Taniej nam się żyje

Taniej nam się żyje

Dodano:   /  Zmieniono: 
Coraz mniej pieniędzy zostawiamy w sklepach, bo jest coraz taniej. A na dodatek możemy sobie pozwolić na więcej, bo więcej zarabiamy - wynika z danych Głównego Urzędu Statystycznego cytowanych przez "Dziennik" w tekście "Taniej nam się żyje". Jeszcze nigdy nie było tak dobrze. Nie dość, że bezrobocie systematycznie spada, pensja statystycznego Polaka rośnie, to jeszcze zaczęły spadać ceny. W ostatnich miesiącach potaniała żywność, napoje, usługi telekomunikacyjne i używane samochody, ale w największym stopniu ubrania i buty. Dlaczego tak się dzieje? - zastanawia się gazeta. Ekonomiści stawiają taką diagnozę: przedsiębiorstwa toczą morderczą walkę o klientów i nikt w obawie przed ich utratą nie odważy się na podwyższanie cen. "Firmy wolą raczej zrezygnować z części zysku niż zaryzykować podwyżkę" - tłumaczy główny ekonomista Fortis Bank Polska Marcin Mróz. Bohdan Wyżnikiewicz z Instytutu Badań nad Gospodarką Rynkową dodaje, że gigantycznej konkurencji zawdzięczamy także rozwój technologii, który umożliwia firmom produkowanie coraz tańszych towarów. "Dlatego spadają ceny urządzeń elektronicznych" - mówi. Dziennik podkreśla jednak, że niskich cen nie byłoby bez mocnej złotówki. Dzięki temu zagraniczne towary są wyjątkowo tanie. Jeszcze dwa lata temu euro kosztowało 4,8 zł. Dziś jest o 80 groszy tańsze. Nic więc dziwnego, że na sprowadzaną z Dalekiego Wschodu odzież i elektronikę stać coraz więcej Polaków.
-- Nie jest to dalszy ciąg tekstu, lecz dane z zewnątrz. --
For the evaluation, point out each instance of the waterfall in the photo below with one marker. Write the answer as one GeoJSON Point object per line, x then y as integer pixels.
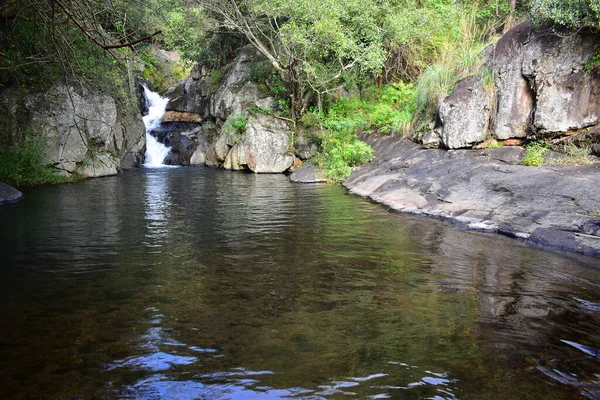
{"type": "Point", "coordinates": [155, 151]}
A gdy zabraknie im pieniędzy na zakupy, po prostu zaciągają kredyty. "Żyje mi się lepiej, bo coraz łatwiej wziąć kredyt i potem go spłacić. W ten sposób kupiłem ostatnio meble i spłaciłem kamerę cyfrową za trzy tys. zł" - mówi "Dziennikowi" malarz z Krakowa Roman Wierosławski.